The passage of the equinox ushers in the true beginning of autumn. This year has been right on schedule with cooler temperatures and recent rains making for pleasant outdoor gardening conditions and workable soils. Think first before you rush out to the nursery to buy plants for the following display.
The gardens that you plant now could be made to flower either in winter and/or spring or even later. Chances are that these displays will be the most colourful and spectacular of the entire year if correctly created. Best results usually follow from planting what your garden likes to grow rather than what you necessarily want to grow.
Look at your microclimate and soils carefully and choose plants that are best suited to those
surroundings. Pretty Pink Shades pansies aren’t going to enjoy dense shade any more than delicate windflowers are going to tolerate dry, baking sun. Most garden failures come from placing the wrong plant in the wrong place out of a whim of fancy.
The easiest way to better understand how your garden site works is through careful observation each season. Check the angle of sun and amount of shade, wind and sheltered pockets, availability of water, and the quality of the soil. These critical factors can sometimes be improved by the gardener through pruning, erecting various wind barriers, and soil improvement.
If unsure of what to do and plant, write down your observations and take them to a local
expert. This might be a good gardener down the street, an official at MAF, a commercial grower, professionals at the botanical garden, or possibly even a well-informed employee of a local garden centre.
Certainly the first chore will be to remove or cut back the summer colour as it fades. Then clear the beds of debris and start to prepare the soil for autumn planting. Dig the soil over deeply. Remove all weeds and associated roots and bulbs like oxalis and onion weed.
If there have been problems of fungus or disease, turn the soil and let it sun-scald for at least a week, then turn it again to sterilise in the ultraviolet rays. Most flowers and vegetables demand rich soils. For this reason compost is often added in generous amounts. Spreading
3-5cm in depth over the soil surface is essential and 10-15cm is not excessive.

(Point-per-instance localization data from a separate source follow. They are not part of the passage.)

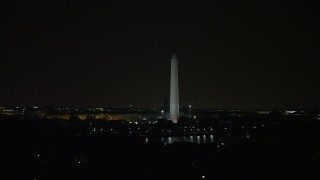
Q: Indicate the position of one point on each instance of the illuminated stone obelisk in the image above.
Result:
(174, 90)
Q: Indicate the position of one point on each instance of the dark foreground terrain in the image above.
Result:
(31, 150)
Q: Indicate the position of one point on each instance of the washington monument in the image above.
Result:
(174, 90)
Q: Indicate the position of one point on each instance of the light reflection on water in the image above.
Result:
(204, 139)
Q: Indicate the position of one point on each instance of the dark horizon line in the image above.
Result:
(159, 107)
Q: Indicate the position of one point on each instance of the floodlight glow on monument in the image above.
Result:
(174, 90)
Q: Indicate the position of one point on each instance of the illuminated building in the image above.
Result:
(174, 90)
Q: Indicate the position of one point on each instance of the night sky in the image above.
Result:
(232, 54)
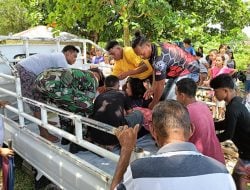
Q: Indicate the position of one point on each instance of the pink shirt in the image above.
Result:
(204, 136)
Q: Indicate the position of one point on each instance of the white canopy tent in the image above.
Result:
(44, 32)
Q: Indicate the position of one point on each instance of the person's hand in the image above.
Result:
(147, 95)
(127, 136)
(151, 105)
(122, 76)
(206, 83)
(3, 103)
(6, 152)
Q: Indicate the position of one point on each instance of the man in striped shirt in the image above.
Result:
(177, 164)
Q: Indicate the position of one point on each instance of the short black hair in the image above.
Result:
(170, 114)
(187, 41)
(137, 87)
(111, 44)
(111, 81)
(222, 81)
(70, 48)
(100, 73)
(139, 39)
(199, 54)
(187, 86)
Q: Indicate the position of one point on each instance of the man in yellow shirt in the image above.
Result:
(127, 63)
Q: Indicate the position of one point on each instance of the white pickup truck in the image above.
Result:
(86, 170)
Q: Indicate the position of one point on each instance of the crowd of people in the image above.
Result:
(184, 129)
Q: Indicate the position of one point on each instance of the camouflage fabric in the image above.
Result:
(70, 89)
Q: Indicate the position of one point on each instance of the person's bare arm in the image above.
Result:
(127, 139)
(142, 68)
(158, 88)
(6, 152)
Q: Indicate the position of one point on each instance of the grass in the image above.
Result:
(23, 181)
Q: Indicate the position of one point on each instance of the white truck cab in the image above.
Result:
(92, 169)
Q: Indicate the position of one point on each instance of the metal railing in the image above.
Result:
(43, 122)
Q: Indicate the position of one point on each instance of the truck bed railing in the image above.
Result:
(43, 122)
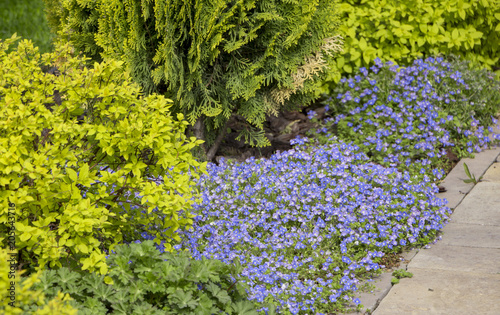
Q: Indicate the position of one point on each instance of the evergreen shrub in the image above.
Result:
(27, 19)
(216, 59)
(401, 31)
(87, 161)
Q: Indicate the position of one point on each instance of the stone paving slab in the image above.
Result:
(456, 189)
(457, 258)
(471, 235)
(482, 205)
(443, 292)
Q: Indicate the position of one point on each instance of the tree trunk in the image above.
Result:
(199, 132)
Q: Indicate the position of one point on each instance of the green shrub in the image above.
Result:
(79, 151)
(16, 294)
(143, 281)
(27, 19)
(214, 58)
(402, 31)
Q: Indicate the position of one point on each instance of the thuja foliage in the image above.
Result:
(143, 281)
(401, 31)
(214, 58)
(27, 19)
(16, 293)
(78, 152)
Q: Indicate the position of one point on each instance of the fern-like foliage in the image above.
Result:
(215, 58)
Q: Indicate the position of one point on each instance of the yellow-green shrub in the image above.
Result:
(396, 30)
(82, 175)
(23, 295)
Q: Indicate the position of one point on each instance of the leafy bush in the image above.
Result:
(143, 281)
(16, 293)
(214, 58)
(86, 160)
(402, 31)
(27, 19)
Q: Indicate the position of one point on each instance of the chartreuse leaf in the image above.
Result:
(83, 173)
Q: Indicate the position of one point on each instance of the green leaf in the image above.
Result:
(84, 172)
(72, 174)
(362, 44)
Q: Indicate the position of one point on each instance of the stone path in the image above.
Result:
(461, 273)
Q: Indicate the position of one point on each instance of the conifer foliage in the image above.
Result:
(216, 59)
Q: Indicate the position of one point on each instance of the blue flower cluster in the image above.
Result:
(402, 117)
(309, 223)
(299, 221)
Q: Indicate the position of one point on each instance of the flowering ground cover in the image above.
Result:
(309, 224)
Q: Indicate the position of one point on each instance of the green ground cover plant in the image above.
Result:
(27, 19)
(76, 146)
(16, 292)
(143, 281)
(215, 59)
(401, 31)
(309, 224)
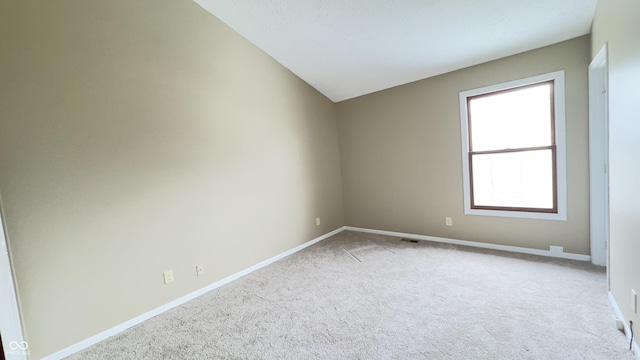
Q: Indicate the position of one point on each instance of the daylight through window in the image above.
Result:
(511, 148)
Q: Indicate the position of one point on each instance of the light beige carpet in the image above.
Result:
(362, 296)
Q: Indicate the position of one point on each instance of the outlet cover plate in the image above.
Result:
(556, 249)
(168, 277)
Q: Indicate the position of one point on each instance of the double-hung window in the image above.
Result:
(513, 146)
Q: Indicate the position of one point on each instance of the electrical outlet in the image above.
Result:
(556, 249)
(168, 277)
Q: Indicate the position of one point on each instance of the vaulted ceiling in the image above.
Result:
(348, 48)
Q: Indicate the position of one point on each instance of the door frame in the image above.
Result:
(13, 343)
(599, 158)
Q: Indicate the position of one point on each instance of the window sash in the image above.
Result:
(554, 180)
(552, 147)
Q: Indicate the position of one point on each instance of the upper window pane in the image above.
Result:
(512, 119)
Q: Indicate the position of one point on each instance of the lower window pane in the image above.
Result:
(518, 179)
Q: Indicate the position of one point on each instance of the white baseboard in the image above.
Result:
(475, 244)
(627, 331)
(148, 315)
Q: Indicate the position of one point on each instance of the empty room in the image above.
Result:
(206, 179)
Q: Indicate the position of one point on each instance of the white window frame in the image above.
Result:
(561, 157)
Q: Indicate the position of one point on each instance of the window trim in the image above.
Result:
(560, 147)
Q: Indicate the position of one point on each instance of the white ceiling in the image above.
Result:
(348, 48)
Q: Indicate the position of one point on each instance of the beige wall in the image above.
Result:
(401, 155)
(617, 23)
(140, 136)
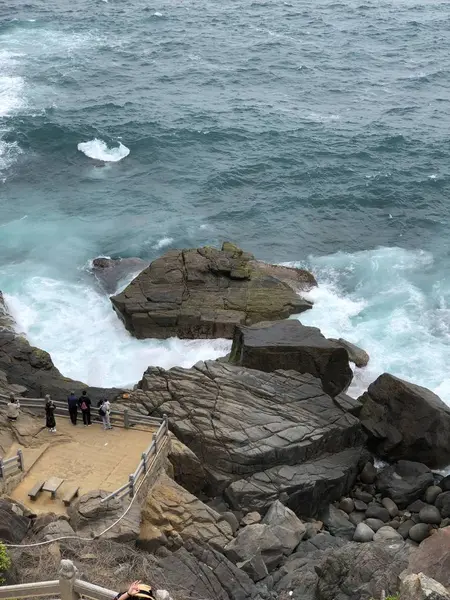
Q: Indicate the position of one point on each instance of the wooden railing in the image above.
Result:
(11, 466)
(67, 587)
(145, 464)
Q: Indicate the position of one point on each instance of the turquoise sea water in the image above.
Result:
(309, 133)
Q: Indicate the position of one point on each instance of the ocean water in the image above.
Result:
(310, 133)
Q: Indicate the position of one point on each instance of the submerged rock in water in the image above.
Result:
(110, 271)
(406, 421)
(205, 292)
(289, 345)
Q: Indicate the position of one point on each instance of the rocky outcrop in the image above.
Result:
(32, 370)
(110, 271)
(356, 355)
(90, 517)
(289, 345)
(258, 434)
(393, 434)
(172, 513)
(204, 293)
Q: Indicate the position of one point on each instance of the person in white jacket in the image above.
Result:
(12, 408)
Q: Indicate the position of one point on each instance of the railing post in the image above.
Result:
(67, 576)
(144, 460)
(20, 459)
(131, 484)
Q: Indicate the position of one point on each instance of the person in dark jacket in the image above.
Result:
(85, 405)
(50, 406)
(72, 401)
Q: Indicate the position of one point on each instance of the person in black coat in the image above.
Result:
(85, 405)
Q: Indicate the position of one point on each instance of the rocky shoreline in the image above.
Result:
(275, 487)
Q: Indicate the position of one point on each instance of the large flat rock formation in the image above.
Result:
(205, 292)
(278, 432)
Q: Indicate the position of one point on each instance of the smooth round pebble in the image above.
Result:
(419, 532)
(431, 515)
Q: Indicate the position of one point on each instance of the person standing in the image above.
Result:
(105, 411)
(85, 404)
(50, 407)
(12, 408)
(72, 401)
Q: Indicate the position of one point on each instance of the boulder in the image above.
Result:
(13, 526)
(251, 519)
(337, 523)
(421, 587)
(387, 534)
(432, 493)
(374, 524)
(419, 532)
(205, 293)
(430, 514)
(172, 509)
(90, 517)
(433, 557)
(390, 506)
(374, 511)
(258, 434)
(368, 474)
(356, 355)
(404, 481)
(386, 416)
(363, 533)
(187, 469)
(443, 504)
(289, 345)
(109, 272)
(347, 505)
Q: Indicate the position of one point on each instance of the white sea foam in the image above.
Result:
(98, 150)
(162, 243)
(86, 339)
(380, 300)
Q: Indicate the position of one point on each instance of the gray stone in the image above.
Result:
(431, 515)
(419, 532)
(251, 518)
(363, 533)
(421, 587)
(377, 512)
(442, 503)
(368, 474)
(374, 524)
(393, 434)
(432, 493)
(404, 481)
(289, 345)
(356, 517)
(205, 293)
(347, 505)
(391, 507)
(257, 434)
(360, 505)
(338, 524)
(255, 567)
(387, 534)
(405, 527)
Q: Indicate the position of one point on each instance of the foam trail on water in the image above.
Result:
(98, 150)
(86, 339)
(389, 302)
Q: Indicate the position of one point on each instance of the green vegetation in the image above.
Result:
(5, 562)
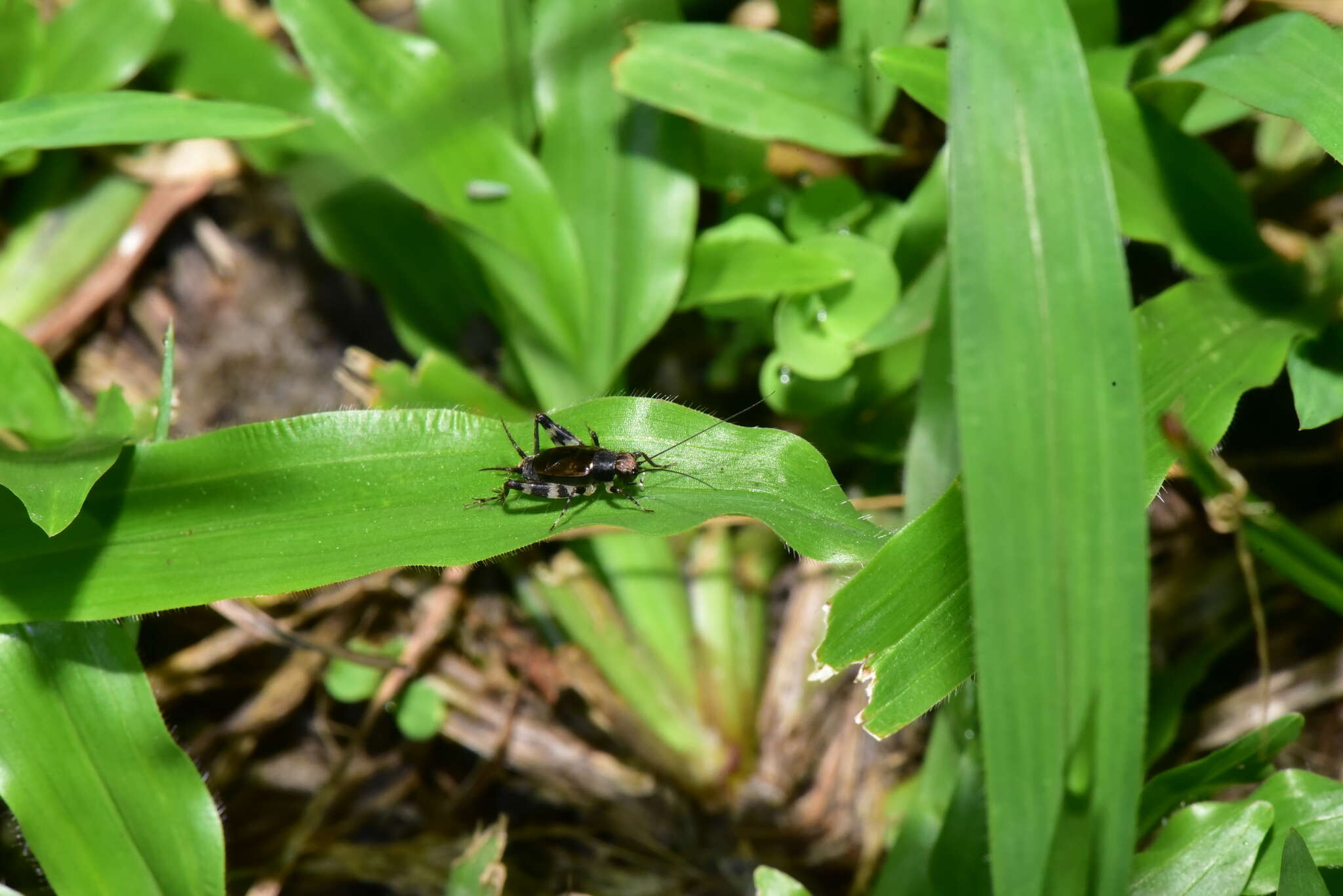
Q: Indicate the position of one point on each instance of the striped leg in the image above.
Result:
(557, 433)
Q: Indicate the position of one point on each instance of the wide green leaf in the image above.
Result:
(399, 97)
(439, 381)
(1096, 20)
(917, 648)
(610, 163)
(1207, 849)
(1317, 371)
(298, 503)
(828, 206)
(1048, 404)
(491, 45)
(1176, 190)
(1170, 188)
(1310, 804)
(759, 84)
(1202, 344)
(1290, 65)
(96, 45)
(1244, 761)
(105, 798)
(747, 257)
(129, 117)
(1300, 876)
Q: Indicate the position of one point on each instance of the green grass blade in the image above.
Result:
(367, 226)
(1199, 370)
(106, 800)
(52, 481)
(1310, 804)
(771, 882)
(1289, 65)
(1205, 851)
(164, 417)
(590, 618)
(645, 581)
(959, 859)
(920, 71)
(37, 406)
(96, 45)
(713, 610)
(932, 457)
(1244, 761)
(1171, 188)
(609, 160)
(1184, 364)
(864, 26)
(1300, 876)
(130, 117)
(1048, 400)
(904, 872)
(22, 35)
(480, 870)
(60, 234)
(759, 84)
(300, 503)
(1317, 371)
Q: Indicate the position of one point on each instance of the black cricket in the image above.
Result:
(571, 468)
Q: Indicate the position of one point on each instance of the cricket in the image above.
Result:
(572, 469)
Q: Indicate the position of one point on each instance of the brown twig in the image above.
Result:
(54, 331)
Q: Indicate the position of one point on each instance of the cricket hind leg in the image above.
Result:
(611, 490)
(498, 495)
(516, 448)
(561, 436)
(648, 459)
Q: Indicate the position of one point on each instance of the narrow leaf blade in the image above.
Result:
(1048, 412)
(124, 810)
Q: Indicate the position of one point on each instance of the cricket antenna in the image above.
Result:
(711, 426)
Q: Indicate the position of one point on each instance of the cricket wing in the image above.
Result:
(569, 463)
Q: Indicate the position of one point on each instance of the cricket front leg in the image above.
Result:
(612, 490)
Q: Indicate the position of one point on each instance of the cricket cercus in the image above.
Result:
(571, 468)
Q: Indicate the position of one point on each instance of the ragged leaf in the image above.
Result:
(305, 501)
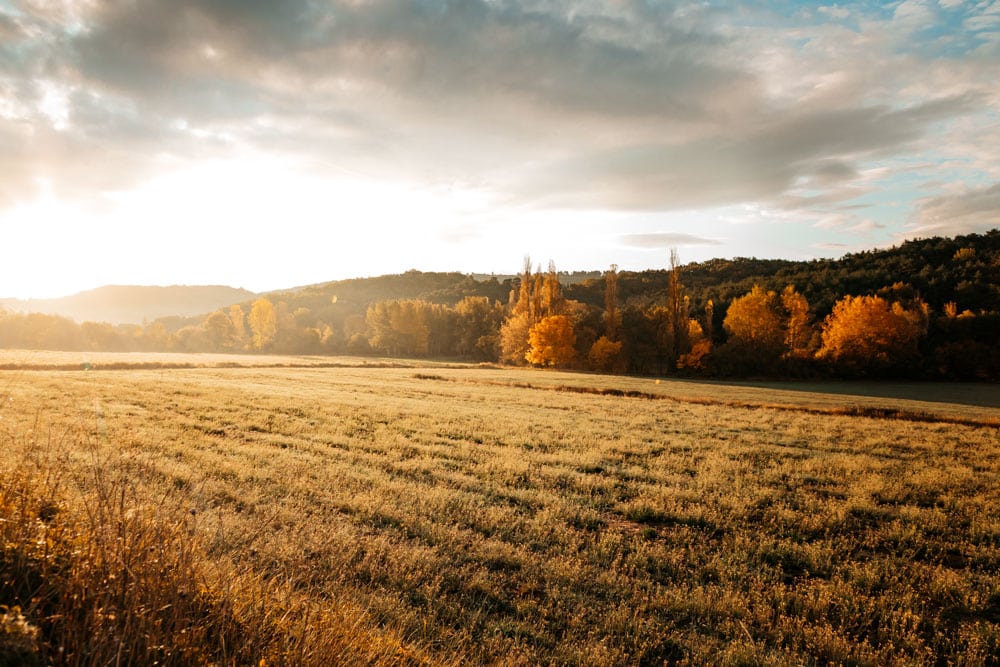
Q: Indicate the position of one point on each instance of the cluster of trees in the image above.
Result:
(724, 317)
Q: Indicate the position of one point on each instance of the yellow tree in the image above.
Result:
(612, 316)
(239, 326)
(867, 332)
(798, 323)
(263, 323)
(755, 327)
(552, 342)
(606, 356)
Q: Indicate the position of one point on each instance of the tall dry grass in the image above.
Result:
(93, 571)
(494, 519)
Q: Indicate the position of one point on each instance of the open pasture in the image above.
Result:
(519, 517)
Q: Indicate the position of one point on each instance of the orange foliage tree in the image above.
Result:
(263, 323)
(606, 355)
(867, 332)
(552, 342)
(755, 325)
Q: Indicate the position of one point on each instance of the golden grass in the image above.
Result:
(486, 520)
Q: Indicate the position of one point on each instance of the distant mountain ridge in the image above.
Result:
(132, 304)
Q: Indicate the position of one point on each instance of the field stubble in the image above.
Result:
(479, 515)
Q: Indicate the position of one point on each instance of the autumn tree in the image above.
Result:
(798, 323)
(238, 319)
(866, 333)
(219, 331)
(538, 296)
(477, 323)
(612, 316)
(552, 342)
(677, 342)
(755, 327)
(263, 323)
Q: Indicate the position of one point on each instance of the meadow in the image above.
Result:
(233, 510)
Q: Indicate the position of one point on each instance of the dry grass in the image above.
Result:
(465, 520)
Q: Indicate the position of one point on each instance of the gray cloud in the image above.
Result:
(631, 105)
(660, 240)
(973, 210)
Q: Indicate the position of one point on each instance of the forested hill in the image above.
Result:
(963, 269)
(133, 304)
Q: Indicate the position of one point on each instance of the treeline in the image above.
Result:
(929, 309)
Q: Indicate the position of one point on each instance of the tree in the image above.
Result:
(612, 317)
(539, 296)
(239, 326)
(866, 333)
(606, 356)
(552, 342)
(798, 322)
(263, 323)
(675, 339)
(477, 327)
(755, 327)
(220, 331)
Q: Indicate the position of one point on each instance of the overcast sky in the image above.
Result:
(266, 144)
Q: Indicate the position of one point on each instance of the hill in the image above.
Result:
(121, 304)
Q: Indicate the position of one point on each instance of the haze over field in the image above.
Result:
(264, 145)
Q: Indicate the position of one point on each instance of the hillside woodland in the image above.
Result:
(928, 309)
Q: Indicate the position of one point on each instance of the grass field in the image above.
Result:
(446, 514)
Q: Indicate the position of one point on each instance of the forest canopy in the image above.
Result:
(929, 308)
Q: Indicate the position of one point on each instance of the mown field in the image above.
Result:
(453, 514)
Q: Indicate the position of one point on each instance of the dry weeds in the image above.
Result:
(464, 520)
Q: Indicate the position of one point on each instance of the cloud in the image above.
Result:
(660, 240)
(588, 105)
(969, 211)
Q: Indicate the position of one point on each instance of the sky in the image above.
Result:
(266, 145)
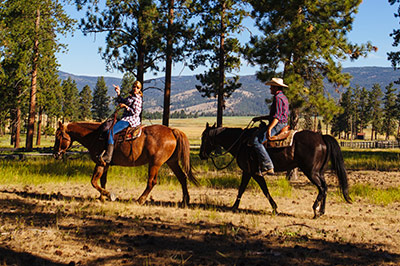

To further enrich, blood and bone, lime, and wood ashes can also be added. Trace elements and concentrated boosts of minerals can be included with commercial plant foods. Once dug in, let the soil settle and absorb this mix for at least a week before planting if possible. In the meantime start collecting the planting materials you’ll need. One of the true glories of spring are the bulbs.
Whenever possible, it is best to plant these first. Then bedding plants, groundcovers, perennials or even low shrubs are planted over the top of them to extend the colour display. Bulbs can be purchased and planted through June.
Over the next few weeks I will feature a series of popular spring bulbs and show you how to plant them and what other plants work well planted amongst them for a great garden.